Another student death in clashes in Indian-administered Kashmir has heightened tensions in the disputed territory and worsened India’s worries about a foe that it cannot control — youths who do not carry guns.
The teenager was fatally shot in the chest during an exchange of fire between troops and suspected militants in Shopian, south of Srinigar, late Tuesday, sparking further violent protests.
Students have taken the lead in protests, hurling stones at soldiers tracking militants who want Kashmir to break away from India.
More than 100 young men and women have been killed over the past year in the demonstrations.
The deaths have increased anti-Indian sentiment in the part of the Muslim-majority Himalayan region it has controlled since 1947. Pakistan has the other chunk.
India is also worried about how to handle the anger.
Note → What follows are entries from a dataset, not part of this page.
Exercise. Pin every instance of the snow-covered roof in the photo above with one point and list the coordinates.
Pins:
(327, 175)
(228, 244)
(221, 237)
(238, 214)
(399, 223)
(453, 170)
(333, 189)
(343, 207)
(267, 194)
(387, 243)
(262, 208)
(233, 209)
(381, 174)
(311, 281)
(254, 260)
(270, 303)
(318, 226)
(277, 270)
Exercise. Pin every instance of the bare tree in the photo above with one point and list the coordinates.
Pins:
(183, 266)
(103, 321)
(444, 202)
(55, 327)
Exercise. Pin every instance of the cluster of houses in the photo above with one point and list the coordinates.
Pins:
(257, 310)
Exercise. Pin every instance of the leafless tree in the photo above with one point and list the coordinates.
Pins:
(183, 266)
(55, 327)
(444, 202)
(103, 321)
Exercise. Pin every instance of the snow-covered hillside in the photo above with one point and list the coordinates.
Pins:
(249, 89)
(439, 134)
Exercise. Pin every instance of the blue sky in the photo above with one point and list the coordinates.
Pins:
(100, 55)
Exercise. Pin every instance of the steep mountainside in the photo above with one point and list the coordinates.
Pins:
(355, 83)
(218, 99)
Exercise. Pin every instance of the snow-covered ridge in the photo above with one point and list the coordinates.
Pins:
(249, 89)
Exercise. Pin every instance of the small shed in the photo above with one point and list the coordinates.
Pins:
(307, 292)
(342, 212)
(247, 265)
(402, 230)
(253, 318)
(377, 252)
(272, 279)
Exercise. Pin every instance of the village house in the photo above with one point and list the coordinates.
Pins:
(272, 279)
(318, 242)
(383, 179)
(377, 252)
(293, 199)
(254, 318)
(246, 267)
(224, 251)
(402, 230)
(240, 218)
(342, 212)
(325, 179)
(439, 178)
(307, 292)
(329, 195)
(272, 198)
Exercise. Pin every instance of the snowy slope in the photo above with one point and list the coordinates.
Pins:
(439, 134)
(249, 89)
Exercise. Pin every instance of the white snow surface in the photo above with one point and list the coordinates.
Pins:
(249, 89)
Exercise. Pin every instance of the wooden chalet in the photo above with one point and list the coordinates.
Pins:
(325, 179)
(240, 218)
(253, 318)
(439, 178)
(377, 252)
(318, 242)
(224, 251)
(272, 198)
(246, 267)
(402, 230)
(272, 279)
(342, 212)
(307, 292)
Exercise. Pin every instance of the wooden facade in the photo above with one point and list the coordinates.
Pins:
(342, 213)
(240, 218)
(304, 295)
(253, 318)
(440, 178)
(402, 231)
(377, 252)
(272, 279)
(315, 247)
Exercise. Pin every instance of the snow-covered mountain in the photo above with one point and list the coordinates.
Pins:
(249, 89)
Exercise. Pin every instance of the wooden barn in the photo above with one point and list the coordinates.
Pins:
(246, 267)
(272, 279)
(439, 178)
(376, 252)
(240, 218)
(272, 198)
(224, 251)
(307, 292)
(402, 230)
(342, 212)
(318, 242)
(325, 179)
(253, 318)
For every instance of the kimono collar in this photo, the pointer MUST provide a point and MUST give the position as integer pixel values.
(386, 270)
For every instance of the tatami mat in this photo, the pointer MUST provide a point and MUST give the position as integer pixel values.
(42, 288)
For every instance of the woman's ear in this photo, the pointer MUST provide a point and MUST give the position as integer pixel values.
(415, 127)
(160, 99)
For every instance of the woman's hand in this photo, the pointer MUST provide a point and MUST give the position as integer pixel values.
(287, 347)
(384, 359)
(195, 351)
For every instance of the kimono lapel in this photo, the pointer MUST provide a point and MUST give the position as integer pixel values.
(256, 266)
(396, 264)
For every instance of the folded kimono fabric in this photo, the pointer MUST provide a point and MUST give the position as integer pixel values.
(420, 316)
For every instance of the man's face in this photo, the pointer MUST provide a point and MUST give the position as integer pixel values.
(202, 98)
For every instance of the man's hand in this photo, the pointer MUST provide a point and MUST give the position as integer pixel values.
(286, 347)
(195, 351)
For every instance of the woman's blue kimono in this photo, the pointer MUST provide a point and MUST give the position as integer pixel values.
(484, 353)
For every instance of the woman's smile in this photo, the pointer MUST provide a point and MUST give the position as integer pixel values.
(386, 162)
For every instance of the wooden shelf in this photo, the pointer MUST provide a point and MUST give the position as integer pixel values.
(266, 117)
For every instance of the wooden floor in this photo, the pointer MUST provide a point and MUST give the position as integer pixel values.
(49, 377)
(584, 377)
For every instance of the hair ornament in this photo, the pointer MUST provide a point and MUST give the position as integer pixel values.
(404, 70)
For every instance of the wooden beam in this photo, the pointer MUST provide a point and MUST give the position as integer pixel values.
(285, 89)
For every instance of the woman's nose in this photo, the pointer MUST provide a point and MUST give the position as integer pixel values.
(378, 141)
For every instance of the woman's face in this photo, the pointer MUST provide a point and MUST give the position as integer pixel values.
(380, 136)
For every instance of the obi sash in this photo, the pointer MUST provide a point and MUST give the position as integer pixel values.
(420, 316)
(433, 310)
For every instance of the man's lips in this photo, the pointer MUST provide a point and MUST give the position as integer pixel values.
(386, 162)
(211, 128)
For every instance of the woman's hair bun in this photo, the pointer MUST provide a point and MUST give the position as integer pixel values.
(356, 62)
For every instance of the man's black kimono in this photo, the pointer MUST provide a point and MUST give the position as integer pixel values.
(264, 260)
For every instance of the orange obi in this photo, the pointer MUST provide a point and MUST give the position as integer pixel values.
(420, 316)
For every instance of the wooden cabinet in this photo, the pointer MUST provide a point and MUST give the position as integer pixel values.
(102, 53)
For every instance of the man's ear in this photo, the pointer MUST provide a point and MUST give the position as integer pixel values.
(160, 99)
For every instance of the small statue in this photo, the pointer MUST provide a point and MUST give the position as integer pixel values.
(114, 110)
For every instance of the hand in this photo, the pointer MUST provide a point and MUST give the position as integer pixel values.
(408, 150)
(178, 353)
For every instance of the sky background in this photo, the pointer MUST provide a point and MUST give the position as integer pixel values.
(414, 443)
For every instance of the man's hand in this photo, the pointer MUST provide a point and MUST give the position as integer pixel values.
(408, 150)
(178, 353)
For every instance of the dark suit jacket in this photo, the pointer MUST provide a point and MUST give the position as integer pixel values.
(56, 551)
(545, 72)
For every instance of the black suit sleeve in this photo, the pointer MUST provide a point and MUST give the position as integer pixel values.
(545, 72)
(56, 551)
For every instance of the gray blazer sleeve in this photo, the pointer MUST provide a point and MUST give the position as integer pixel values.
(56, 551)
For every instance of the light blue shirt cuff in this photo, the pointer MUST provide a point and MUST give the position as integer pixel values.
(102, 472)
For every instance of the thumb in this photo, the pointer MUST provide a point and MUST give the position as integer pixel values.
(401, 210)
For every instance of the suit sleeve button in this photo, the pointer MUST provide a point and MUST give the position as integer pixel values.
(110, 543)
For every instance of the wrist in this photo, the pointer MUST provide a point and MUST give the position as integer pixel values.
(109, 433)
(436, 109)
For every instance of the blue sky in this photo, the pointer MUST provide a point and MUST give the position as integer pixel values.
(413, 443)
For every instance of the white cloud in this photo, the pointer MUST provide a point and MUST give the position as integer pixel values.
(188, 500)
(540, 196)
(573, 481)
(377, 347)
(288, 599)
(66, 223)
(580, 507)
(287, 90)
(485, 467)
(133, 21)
It considers the battle with armed militants to be a fair one but its leaders are unnerved about students whose only weapons are stones.
Indian army chief Gen. Bipin Rawat said he wished “instead of throwing stones at us, (they) were firing weapons”.
“Then I would have been happy. Then I could do what I want,” he told Press Trust of India.
Bedridden in a dimly lit room of his village home, Mohammad Younis, 18, is eager to join the protests.
Indian soldiers shot the 18-year-old in the thigh in February. He had been walking through paddy fields to attend the funeral of a rebel killed by troops.
“If I wasn´t stuck in this bed I would also go out to protest,” Younis told AFP at his home in Quimoh.
His father, Mohamamd Akbar, said the students were “not afraid of bullets and soldiers”.
“We were timid,” he added. “But this generation has to fight.”
The rebel, a former student known to Younis, was killed just ten days after joining the separatists.
About 100 young Kashmiris are believed to have joined the armed militants since rebel commander Burhan Wani was killed by security forces last July.
Wani, a media savvy leader, took up the armed cause at the age of 15, galvanising Kashmiri youth by providing a new face for the militant movement.
Student unrest intensified again in April when government forces raided a college in the southern town of Pulwama to arrest suspected protest leaders.
The army’s use of a Kashmiri man as a ‘human shield’ tied to the front of a military jeep as it drove away from stone-throwing protesters set off even greater controversy.
Wasim Ahmed Bhat, a student, said he has been detained seven times since July and was not allowed to attend his father´s funeral.
“Each time I was tortured,” he said.
In nearby Shopian, students in school uniform waited outside their campus on a recent day before classes, their teacher unable to coax them inside.
The students had heard the army was approaching and within minutes were hurling stones at the vehicles as they whizzed past, horns blaring. “Go India, go back,” they shouted.
“I understand their anger. Six of those killed last year were my students,” said the teacher, speaking on condition of anonymity.
Kashmir police deny allegations of widespread arbitrary detentions and torture. They say there are strict orders that government forces must not enter campuses.
“We have been very lenient towards the students. In most cases we don´t even register cases against them in order to save their future careers,” Kashmir police chief Muneer Khan told AFP.
Speaking on condition of anonymity a top police officer conceded that during protests after Wani´s death nearly 3,000 students were detained.
He said security forces were more wary of the protesters who come out in support of the militants when trapped in military cordons than the rebels themselves.
Students have always been a part of protests against Indian rule. Many helped an armed rebellion that erupted in 1989 despite tight controls on education institutions. But campus protests were rare until the college raid in April.
Analysts say there is a growing political consciousness linked to the new anger and the spread of Hindu nationalism in India after Prime Minister Narendra Modi won an election in 2014.
“They can read and see through what is happening inside Kashmir as well as in India. And, the lack of strategy from the resistance leadership at home has left them directionless and looking into the abyss,” said professor Sidiq Wahid, a historian and a former university vice chancellor in Kashmir.
“We can´t deal with this generation in this way,” a top police officer told AFP. “The crisis we see today is not going to go away soon.”